Another thing to clarify, I used eval_accuracy in darts as part of the quantile detector class and compared it to the results I got from sklearn's recall_score.
I passed the same y_test and y_pred series to both:
from sklearn.metrics import recall_score
qd_recall = qd.eval_accuracy(y_test_series, qd_y_pred_series, metric='recall')
sklearn_recall = recall_score(y_test_series.pd_series(), qd_y_pred_series.pd_series())
For some reason, I am getting the inverse of values from both, i.e. when I sum the two recall scores, I end up with 1.0. In this particular case, qd_recall from darts returns me 0.9946808510638298 whereas the recall_score from sklearn returns me 0.005319148936170213.

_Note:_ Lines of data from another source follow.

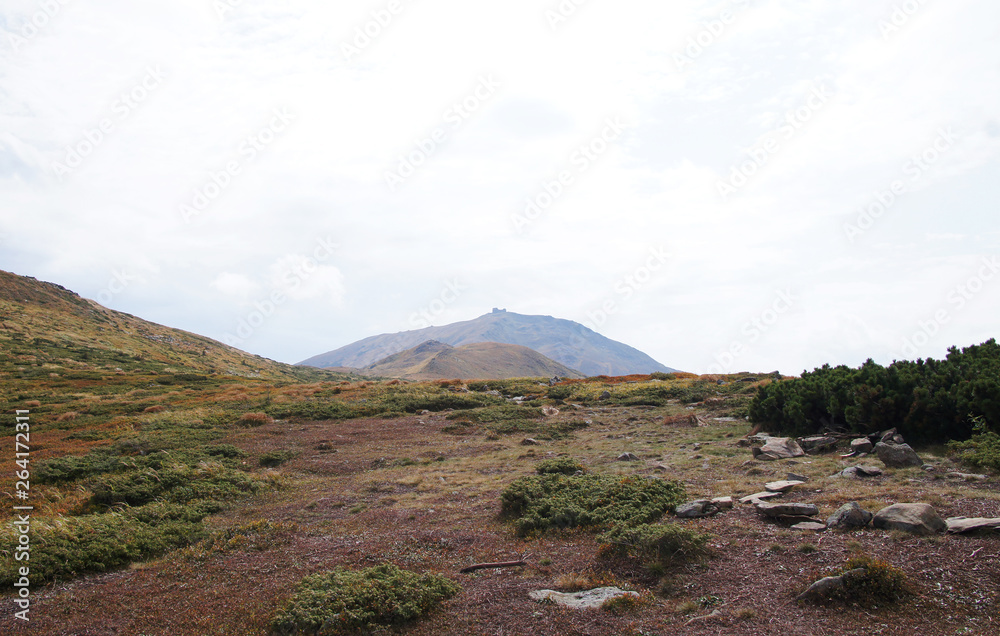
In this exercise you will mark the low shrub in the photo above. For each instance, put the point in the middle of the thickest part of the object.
(663, 545)
(543, 502)
(563, 465)
(271, 459)
(348, 602)
(251, 420)
(981, 450)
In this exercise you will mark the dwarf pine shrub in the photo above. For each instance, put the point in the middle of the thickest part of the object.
(348, 602)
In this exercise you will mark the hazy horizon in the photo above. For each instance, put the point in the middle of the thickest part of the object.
(725, 186)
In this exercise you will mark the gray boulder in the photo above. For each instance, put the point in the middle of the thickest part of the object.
(696, 509)
(817, 444)
(778, 448)
(861, 445)
(789, 509)
(914, 518)
(580, 600)
(897, 455)
(848, 516)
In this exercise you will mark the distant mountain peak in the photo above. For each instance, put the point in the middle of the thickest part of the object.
(564, 341)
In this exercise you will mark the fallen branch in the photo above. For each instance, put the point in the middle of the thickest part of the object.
(486, 566)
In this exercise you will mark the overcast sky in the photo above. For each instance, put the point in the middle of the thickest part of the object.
(741, 185)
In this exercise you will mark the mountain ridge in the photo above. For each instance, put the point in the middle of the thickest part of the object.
(434, 360)
(568, 343)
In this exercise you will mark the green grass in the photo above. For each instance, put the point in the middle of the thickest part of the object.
(73, 546)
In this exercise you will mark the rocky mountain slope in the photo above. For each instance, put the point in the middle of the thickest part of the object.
(434, 360)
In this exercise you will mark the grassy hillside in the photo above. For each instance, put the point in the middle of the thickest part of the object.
(46, 329)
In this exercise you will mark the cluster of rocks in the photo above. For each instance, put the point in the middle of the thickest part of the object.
(916, 518)
(889, 446)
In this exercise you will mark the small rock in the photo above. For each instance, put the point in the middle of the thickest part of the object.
(897, 455)
(817, 443)
(861, 445)
(782, 486)
(723, 503)
(850, 515)
(580, 600)
(967, 476)
(786, 509)
(829, 585)
(963, 525)
(916, 518)
(813, 526)
(696, 509)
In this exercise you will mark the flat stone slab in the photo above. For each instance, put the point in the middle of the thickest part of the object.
(967, 476)
(966, 525)
(782, 486)
(916, 518)
(580, 600)
(760, 496)
(788, 509)
(814, 526)
(723, 503)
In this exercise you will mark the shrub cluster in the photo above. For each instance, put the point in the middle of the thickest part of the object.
(348, 602)
(657, 544)
(542, 502)
(562, 465)
(928, 401)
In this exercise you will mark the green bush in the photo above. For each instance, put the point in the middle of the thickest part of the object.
(271, 459)
(928, 401)
(664, 544)
(880, 584)
(493, 414)
(981, 450)
(564, 466)
(539, 503)
(177, 483)
(349, 602)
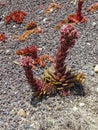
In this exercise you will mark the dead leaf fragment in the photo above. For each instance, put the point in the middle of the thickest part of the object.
(93, 7)
(51, 7)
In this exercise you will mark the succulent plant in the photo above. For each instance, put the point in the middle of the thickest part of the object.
(58, 78)
(59, 74)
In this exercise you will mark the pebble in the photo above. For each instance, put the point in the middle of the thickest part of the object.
(96, 69)
(75, 108)
(44, 20)
(97, 89)
(21, 113)
(7, 51)
(94, 24)
(14, 26)
(82, 104)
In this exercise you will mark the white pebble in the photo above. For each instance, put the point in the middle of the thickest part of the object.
(75, 108)
(94, 24)
(82, 104)
(14, 26)
(96, 69)
(21, 113)
(44, 20)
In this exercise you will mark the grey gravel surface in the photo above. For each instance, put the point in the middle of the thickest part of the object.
(54, 113)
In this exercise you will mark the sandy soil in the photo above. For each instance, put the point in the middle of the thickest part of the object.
(54, 113)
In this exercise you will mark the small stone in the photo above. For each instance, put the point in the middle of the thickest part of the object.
(82, 104)
(44, 20)
(40, 49)
(96, 69)
(14, 26)
(7, 51)
(21, 113)
(94, 24)
(97, 89)
(75, 108)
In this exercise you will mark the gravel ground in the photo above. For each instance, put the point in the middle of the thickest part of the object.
(54, 113)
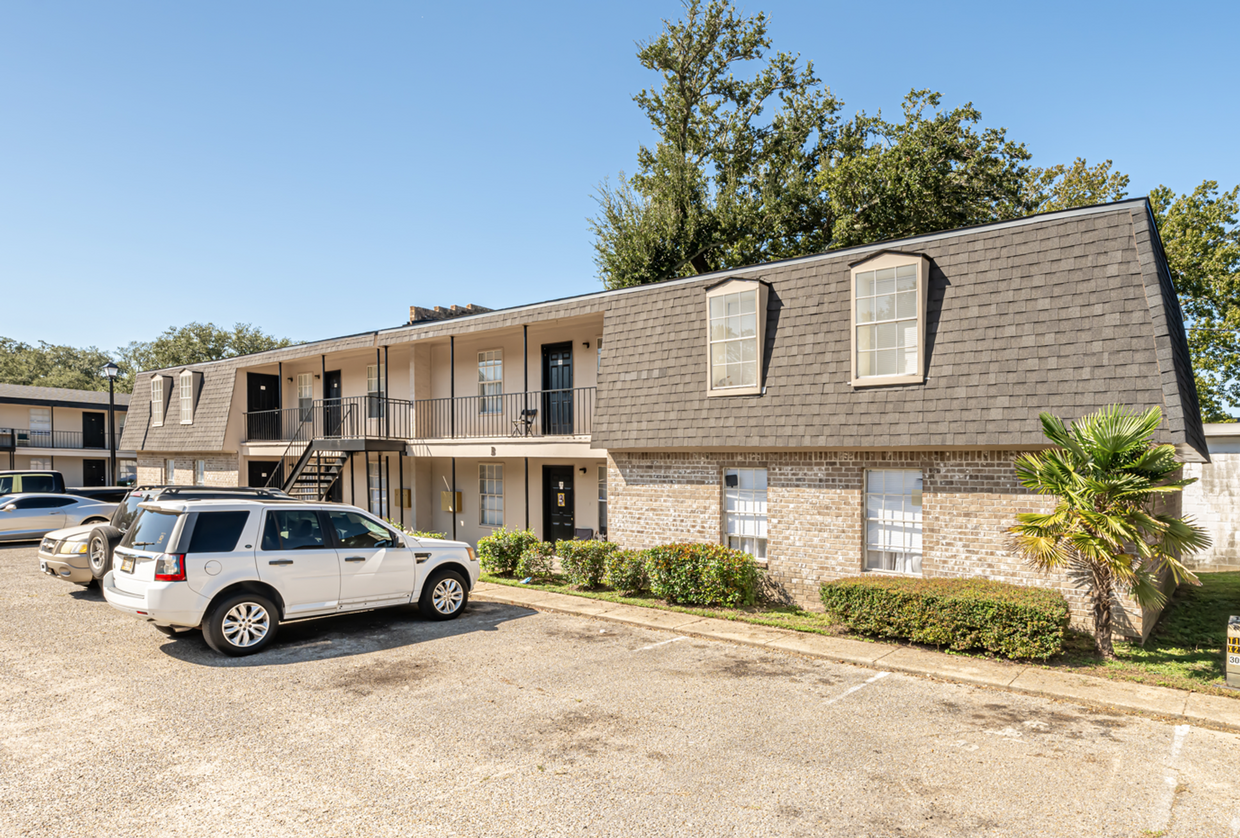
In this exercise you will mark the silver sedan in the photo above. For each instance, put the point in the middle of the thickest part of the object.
(24, 517)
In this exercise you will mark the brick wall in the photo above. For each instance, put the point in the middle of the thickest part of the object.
(815, 515)
(221, 469)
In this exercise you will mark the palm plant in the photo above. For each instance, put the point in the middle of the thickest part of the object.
(1106, 531)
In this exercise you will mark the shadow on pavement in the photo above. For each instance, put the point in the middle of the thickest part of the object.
(350, 634)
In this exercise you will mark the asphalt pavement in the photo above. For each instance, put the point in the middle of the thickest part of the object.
(511, 722)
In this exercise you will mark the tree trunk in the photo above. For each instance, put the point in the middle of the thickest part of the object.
(1104, 600)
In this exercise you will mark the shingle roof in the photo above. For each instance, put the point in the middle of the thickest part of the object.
(1064, 313)
(26, 393)
(210, 415)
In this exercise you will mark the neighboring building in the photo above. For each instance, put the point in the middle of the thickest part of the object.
(1214, 498)
(62, 429)
(843, 413)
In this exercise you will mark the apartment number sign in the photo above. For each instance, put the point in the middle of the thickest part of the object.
(1234, 652)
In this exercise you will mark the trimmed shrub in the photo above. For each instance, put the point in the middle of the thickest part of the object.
(626, 572)
(960, 614)
(702, 574)
(584, 563)
(501, 551)
(537, 560)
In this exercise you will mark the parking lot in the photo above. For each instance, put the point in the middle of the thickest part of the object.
(510, 722)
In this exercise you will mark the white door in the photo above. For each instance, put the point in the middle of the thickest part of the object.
(299, 560)
(376, 568)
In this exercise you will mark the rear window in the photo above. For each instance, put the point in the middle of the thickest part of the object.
(153, 531)
(217, 532)
(37, 484)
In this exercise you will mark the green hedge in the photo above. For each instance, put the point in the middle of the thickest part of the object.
(501, 551)
(960, 614)
(584, 563)
(702, 574)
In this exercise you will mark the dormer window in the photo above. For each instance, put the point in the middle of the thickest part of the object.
(185, 387)
(888, 313)
(735, 335)
(158, 401)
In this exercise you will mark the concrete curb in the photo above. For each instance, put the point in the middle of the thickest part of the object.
(1210, 710)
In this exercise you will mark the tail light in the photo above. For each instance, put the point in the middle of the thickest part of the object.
(170, 567)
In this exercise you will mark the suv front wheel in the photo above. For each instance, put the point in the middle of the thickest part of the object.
(241, 625)
(444, 596)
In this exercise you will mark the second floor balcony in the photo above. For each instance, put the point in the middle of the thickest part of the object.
(531, 414)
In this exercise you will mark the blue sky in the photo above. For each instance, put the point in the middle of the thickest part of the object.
(316, 167)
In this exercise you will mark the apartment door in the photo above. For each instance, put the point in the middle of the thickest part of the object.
(94, 472)
(557, 407)
(262, 399)
(92, 432)
(557, 503)
(331, 405)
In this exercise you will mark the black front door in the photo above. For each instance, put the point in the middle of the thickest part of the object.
(331, 403)
(94, 472)
(262, 401)
(92, 432)
(557, 402)
(261, 472)
(557, 503)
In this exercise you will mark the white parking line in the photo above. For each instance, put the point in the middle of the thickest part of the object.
(853, 689)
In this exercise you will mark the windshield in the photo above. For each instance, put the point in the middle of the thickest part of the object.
(151, 532)
(125, 513)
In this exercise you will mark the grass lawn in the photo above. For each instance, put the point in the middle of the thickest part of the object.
(1184, 650)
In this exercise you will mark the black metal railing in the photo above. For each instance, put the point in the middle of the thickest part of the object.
(536, 413)
(355, 417)
(16, 438)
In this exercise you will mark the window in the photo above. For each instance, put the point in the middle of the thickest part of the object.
(603, 500)
(735, 326)
(375, 389)
(293, 529)
(378, 489)
(490, 477)
(158, 401)
(186, 391)
(305, 393)
(888, 319)
(745, 510)
(893, 521)
(358, 532)
(490, 381)
(217, 532)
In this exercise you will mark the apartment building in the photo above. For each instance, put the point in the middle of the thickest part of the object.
(836, 414)
(62, 429)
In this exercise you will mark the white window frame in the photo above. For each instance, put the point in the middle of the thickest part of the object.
(305, 394)
(867, 270)
(158, 402)
(745, 512)
(490, 382)
(893, 522)
(186, 396)
(490, 505)
(717, 340)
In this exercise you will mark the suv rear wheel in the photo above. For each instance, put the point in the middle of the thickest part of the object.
(444, 596)
(241, 625)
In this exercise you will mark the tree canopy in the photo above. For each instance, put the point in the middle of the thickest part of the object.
(81, 368)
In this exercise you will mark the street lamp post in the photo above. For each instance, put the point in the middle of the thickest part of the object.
(110, 371)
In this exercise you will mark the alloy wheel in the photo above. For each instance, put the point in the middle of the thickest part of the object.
(246, 624)
(448, 595)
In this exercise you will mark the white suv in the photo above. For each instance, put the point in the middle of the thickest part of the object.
(238, 568)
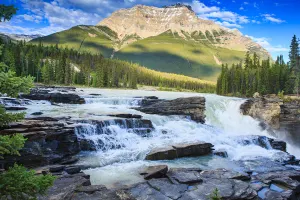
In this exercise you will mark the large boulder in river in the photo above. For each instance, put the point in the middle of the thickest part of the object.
(193, 107)
(180, 150)
(266, 109)
(55, 95)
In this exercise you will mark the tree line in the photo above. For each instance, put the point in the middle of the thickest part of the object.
(53, 65)
(262, 76)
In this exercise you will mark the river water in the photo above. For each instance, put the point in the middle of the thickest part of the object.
(225, 127)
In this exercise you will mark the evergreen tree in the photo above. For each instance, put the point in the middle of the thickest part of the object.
(294, 54)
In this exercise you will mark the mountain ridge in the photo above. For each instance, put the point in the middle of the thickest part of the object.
(170, 39)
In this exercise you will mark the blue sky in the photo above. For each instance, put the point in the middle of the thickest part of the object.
(271, 23)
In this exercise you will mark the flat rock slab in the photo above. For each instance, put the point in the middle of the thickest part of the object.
(65, 186)
(193, 107)
(159, 171)
(180, 150)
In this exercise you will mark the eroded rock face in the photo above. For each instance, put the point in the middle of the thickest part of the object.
(55, 95)
(180, 150)
(266, 109)
(290, 116)
(65, 186)
(277, 114)
(193, 107)
(151, 172)
(185, 184)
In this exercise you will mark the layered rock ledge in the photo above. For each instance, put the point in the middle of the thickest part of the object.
(193, 107)
(184, 184)
(54, 95)
(180, 150)
(278, 114)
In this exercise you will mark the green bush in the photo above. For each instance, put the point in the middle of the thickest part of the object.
(18, 183)
(215, 195)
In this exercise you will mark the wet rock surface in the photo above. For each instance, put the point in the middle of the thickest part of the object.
(193, 107)
(151, 172)
(278, 114)
(266, 109)
(54, 94)
(180, 150)
(184, 184)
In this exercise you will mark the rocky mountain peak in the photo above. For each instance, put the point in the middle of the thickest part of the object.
(146, 21)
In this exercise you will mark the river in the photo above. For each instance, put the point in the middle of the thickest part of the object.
(111, 166)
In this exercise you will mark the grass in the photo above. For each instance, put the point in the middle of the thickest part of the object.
(188, 54)
(171, 53)
(83, 38)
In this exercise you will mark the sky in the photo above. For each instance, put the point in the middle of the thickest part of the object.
(271, 23)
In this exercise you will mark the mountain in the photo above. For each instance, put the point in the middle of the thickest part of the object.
(19, 37)
(170, 39)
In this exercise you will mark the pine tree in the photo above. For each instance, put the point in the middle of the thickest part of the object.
(294, 54)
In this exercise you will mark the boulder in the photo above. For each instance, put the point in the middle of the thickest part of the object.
(65, 186)
(167, 153)
(266, 109)
(37, 113)
(185, 176)
(151, 172)
(128, 116)
(192, 107)
(180, 150)
(278, 114)
(15, 108)
(73, 170)
(264, 142)
(222, 153)
(56, 168)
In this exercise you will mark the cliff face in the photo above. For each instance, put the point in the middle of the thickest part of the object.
(145, 21)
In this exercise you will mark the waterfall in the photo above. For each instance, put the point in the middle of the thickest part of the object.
(226, 128)
(121, 145)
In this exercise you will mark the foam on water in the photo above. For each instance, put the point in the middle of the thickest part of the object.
(122, 151)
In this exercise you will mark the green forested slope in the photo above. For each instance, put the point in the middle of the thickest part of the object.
(187, 54)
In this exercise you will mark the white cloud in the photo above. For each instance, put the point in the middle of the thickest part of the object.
(271, 18)
(31, 18)
(264, 42)
(62, 17)
(223, 17)
(201, 8)
(229, 25)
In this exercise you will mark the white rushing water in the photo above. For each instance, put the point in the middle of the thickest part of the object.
(121, 153)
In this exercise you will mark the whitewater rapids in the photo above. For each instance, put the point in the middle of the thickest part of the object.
(224, 128)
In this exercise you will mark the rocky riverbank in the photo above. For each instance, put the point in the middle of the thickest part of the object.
(182, 184)
(54, 145)
(282, 115)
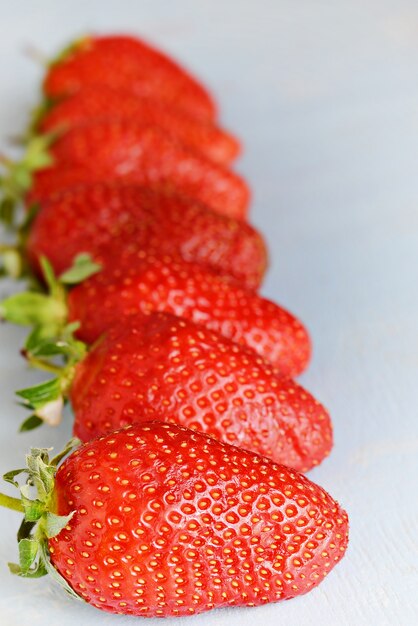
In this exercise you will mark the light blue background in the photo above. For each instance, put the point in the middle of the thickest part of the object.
(325, 98)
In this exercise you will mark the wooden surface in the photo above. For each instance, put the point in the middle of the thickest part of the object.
(325, 97)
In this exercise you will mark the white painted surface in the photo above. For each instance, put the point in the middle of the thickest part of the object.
(325, 96)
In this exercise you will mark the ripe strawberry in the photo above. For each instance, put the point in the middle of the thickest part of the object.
(100, 103)
(129, 64)
(86, 218)
(164, 367)
(143, 155)
(158, 521)
(146, 283)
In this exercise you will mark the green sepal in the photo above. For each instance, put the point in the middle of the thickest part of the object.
(73, 443)
(36, 572)
(34, 509)
(9, 477)
(17, 178)
(55, 575)
(83, 267)
(40, 522)
(28, 550)
(30, 423)
(34, 309)
(25, 530)
(41, 472)
(7, 209)
(37, 396)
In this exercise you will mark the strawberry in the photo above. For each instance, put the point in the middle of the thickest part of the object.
(86, 218)
(100, 103)
(157, 520)
(143, 155)
(141, 282)
(129, 64)
(162, 366)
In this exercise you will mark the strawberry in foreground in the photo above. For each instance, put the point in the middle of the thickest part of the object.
(165, 366)
(126, 151)
(101, 103)
(85, 218)
(130, 64)
(157, 520)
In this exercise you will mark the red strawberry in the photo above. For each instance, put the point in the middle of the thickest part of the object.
(143, 155)
(161, 366)
(101, 103)
(158, 521)
(146, 283)
(126, 63)
(85, 218)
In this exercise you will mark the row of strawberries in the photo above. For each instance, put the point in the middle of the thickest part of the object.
(164, 517)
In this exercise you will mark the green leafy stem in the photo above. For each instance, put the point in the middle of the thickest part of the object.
(40, 523)
(51, 346)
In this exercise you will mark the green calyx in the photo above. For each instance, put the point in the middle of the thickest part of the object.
(16, 176)
(13, 262)
(40, 522)
(51, 346)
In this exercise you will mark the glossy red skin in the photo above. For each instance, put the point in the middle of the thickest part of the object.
(130, 218)
(129, 152)
(162, 366)
(102, 103)
(144, 283)
(122, 62)
(169, 522)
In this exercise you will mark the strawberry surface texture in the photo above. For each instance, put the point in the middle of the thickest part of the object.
(170, 522)
(130, 64)
(84, 219)
(162, 366)
(145, 283)
(103, 103)
(130, 152)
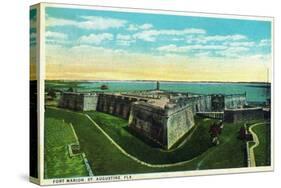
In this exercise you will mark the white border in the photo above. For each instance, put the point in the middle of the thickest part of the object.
(147, 175)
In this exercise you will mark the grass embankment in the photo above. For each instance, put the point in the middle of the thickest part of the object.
(117, 129)
(58, 163)
(106, 159)
(262, 151)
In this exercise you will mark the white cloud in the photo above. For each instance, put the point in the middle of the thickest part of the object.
(135, 27)
(233, 52)
(179, 49)
(55, 35)
(150, 35)
(215, 38)
(264, 42)
(124, 40)
(123, 37)
(95, 38)
(237, 44)
(87, 22)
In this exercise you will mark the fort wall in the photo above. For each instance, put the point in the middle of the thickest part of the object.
(178, 124)
(245, 114)
(149, 121)
(78, 101)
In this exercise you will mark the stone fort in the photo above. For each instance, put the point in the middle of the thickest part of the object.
(161, 116)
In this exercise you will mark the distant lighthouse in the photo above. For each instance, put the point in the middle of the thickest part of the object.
(157, 86)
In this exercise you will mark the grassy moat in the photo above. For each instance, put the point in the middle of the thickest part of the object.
(105, 158)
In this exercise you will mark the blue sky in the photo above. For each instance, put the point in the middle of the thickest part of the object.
(141, 40)
(127, 35)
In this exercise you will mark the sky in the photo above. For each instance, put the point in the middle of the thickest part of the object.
(33, 34)
(106, 45)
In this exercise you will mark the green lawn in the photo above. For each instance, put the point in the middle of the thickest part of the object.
(106, 159)
(58, 163)
(262, 151)
(117, 129)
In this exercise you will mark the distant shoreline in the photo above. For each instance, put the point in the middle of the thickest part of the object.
(165, 81)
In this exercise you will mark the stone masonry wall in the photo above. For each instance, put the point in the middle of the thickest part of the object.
(179, 124)
(240, 115)
(116, 105)
(149, 122)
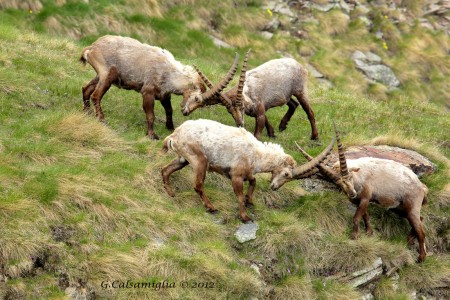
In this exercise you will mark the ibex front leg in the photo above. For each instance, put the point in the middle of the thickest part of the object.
(238, 187)
(200, 173)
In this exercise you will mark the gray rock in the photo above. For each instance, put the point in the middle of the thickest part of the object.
(379, 34)
(380, 73)
(345, 6)
(324, 7)
(358, 55)
(219, 43)
(267, 35)
(368, 58)
(273, 25)
(367, 296)
(367, 275)
(313, 71)
(373, 58)
(366, 21)
(325, 84)
(79, 293)
(315, 185)
(246, 232)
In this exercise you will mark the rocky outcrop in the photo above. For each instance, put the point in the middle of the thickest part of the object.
(370, 64)
(246, 232)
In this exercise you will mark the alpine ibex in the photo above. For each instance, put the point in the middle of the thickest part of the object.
(151, 71)
(269, 85)
(233, 152)
(382, 181)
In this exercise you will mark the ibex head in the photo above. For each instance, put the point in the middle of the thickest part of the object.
(344, 179)
(289, 171)
(235, 108)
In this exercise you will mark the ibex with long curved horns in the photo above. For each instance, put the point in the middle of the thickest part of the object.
(269, 85)
(382, 181)
(149, 70)
(233, 152)
(234, 105)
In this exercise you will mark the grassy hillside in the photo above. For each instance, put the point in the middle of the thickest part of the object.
(82, 203)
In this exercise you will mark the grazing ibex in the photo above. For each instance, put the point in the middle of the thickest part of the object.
(382, 181)
(269, 85)
(233, 152)
(149, 70)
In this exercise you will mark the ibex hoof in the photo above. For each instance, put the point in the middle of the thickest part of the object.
(169, 191)
(153, 136)
(213, 211)
(246, 219)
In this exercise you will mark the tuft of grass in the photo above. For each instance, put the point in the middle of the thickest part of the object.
(330, 289)
(433, 273)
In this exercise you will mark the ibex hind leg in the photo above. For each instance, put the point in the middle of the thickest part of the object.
(103, 86)
(292, 106)
(175, 165)
(165, 101)
(417, 226)
(87, 91)
(200, 174)
(304, 102)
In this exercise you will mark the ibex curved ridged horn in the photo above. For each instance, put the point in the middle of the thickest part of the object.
(223, 98)
(328, 172)
(238, 102)
(223, 83)
(305, 168)
(342, 160)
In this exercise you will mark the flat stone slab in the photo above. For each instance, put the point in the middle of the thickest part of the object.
(246, 232)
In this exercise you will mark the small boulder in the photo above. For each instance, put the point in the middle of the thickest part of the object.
(246, 232)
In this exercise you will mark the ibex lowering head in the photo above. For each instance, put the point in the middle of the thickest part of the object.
(382, 181)
(151, 71)
(233, 152)
(269, 85)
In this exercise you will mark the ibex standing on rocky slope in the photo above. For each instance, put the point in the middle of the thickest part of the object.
(151, 71)
(233, 152)
(269, 85)
(382, 181)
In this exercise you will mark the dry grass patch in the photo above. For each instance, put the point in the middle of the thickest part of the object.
(433, 273)
(332, 290)
(85, 131)
(286, 234)
(334, 22)
(351, 255)
(294, 287)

Am I passing in the wrong parameters to the darts function? As far as I understand, the anomaly_score parameter should be the y_pred_series from the model? what does the window parameter do?
The same also happens when I evaluate the accuracy score. The two scores that are returned sums up to 1.
from sklearn.metrics import accuracy_score
qd_accuracy= qd.eval_accuracy(y_test_series, qd_y_pred_series, metric='accuracy')
sklearn_accuracy = accuracy_score(y_test_series.pd_series(), qd_y_pred_series.pd_series())
Hi @ETTAN93, QuantileDetector.eval_accuracy()
expects the predicted scores from the Scorer and not the output of QuantileDetector.detect()
.
The following should work:
# darts
qd = QuantileDetector(high_quantile=0.5)
anom_pred = qd.fit_detect(scores_pred)
qd_recall = qd.eval_accuracy(anom_true, scores_pred, metric="recall")
# sklearn
sl_recall = recall_score(
anom_true.slice_intersect(anom_pred).pd_series(),
anom_pred.slice_intersect(anom_true).pd_series()
)
print(qd_recall, sl_recall)
outputs: (0.6923, 0.6923)
You could also use eval_accuracy_from_binary_prediction()
from
darts.ad.utilsto compute the recall on the output of the
QuantileDetector`.
Note also that in 1-2 weeks we'll release the new Darts version with the refactored anomaly detection module (including an example notebook). So the API will change slightly (see the changes and PR here).
@dennisbader how is the scores_pred
defined?
It can be any numeric non-binary input series. The detector converts non-binary to binary.
In the example above it was the output from KMeansScorer.score()
. But you can also use it on other series as shown below:
from sklearn.metrics import recall_score
from darts import TimeSeries
from darts.ad import QuantileDetector
from darts.datasets import AirPassengersDataset
series = AirPassengersDataset().load()
# flag values above 400 as anomalies
anom_true = TimeSeries.from_dataframe(
series.pd_dataframe() > 400
)
# darts
qd = QuantileDetector(high_quantile=0.95)
anom_pred = qd.fit_detect(series)
qd_recall = qd.eval_accuracy(anom_true, series, metric="recall")
# sklearn
sl_recall = recall_score(
anom_true.slice_intersect(anom_pred).pd_series(),
anom_pred.slice_intersect(anom_true).pd_series()
)
print(qd_recall, sl_recall)
gives (0.2857, 0.2857)
Based on the darts documentation on anomaly models, it seems like the 2 available ones - filtering anomaly model and forecasting anomaly model both require the model to be initially fitted to a series without anomalies, i.e. a supervised anomaly detection model.
Is my understanding correct? Does Darts offer any unsupervised models for anomaly detection?